Словом, долго сыскать не могли, недели две, не меньше. Тимофей, бедняга, уж и поминальную хотел заказывать, а тут из Петербурга телеграмма приходит из полицейского управления, мол, нашлись такие-то, просим явиться и забрать. Вообразите, где их изловили: в зоологическом саду! Сторожа заметили, что некоторые животные недополучают пищи, да и кое-каких водоплавающих птиц недосчитались. Тимофею-то пришлось еще потом и штраф выплачивать, за исчезнувших птичек-с.

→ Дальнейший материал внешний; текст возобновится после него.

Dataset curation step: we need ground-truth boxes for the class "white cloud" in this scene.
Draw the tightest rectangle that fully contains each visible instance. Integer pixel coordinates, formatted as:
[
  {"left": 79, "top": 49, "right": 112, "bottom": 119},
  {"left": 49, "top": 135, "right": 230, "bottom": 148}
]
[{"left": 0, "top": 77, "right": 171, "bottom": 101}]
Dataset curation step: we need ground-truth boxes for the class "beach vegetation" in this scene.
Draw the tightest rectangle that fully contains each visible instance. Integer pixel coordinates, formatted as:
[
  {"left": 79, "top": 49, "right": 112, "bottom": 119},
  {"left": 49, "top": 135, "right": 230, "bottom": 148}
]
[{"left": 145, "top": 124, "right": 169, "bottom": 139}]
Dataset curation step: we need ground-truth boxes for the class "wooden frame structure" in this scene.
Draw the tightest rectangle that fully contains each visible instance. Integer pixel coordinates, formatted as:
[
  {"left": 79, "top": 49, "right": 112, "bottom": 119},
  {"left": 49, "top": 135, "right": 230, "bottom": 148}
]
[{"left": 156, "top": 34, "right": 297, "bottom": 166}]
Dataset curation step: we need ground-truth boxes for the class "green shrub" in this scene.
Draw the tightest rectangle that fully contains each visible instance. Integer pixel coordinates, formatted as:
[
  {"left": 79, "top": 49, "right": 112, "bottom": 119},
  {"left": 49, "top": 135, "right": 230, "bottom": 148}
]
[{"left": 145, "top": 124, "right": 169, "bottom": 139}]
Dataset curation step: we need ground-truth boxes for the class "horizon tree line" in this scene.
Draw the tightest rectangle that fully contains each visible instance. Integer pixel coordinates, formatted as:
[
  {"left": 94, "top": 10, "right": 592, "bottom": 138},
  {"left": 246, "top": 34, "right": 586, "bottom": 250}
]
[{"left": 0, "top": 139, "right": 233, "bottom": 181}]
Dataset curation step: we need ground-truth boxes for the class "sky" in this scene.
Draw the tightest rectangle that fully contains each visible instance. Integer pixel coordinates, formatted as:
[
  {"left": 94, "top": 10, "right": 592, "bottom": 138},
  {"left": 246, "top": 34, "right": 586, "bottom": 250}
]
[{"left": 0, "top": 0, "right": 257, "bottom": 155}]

В общем, стали приглядываться и скоро обнаружили наших беглецов. Несколько дней кряду жили они в специальной конюшне, где антилопы гну стоят. Так представьте, что они еще и даваться не хотели, пытались бежать. Ивану так вообще это чуть жизни не стоило! Сбегая от сторожей, он не глядя перемахнул забор и очутился в вольере с нильским аллигатором! Слава богу, дни стояли прохладные и рептилия была несколько сонная, а так бог весть чем бы кончилось!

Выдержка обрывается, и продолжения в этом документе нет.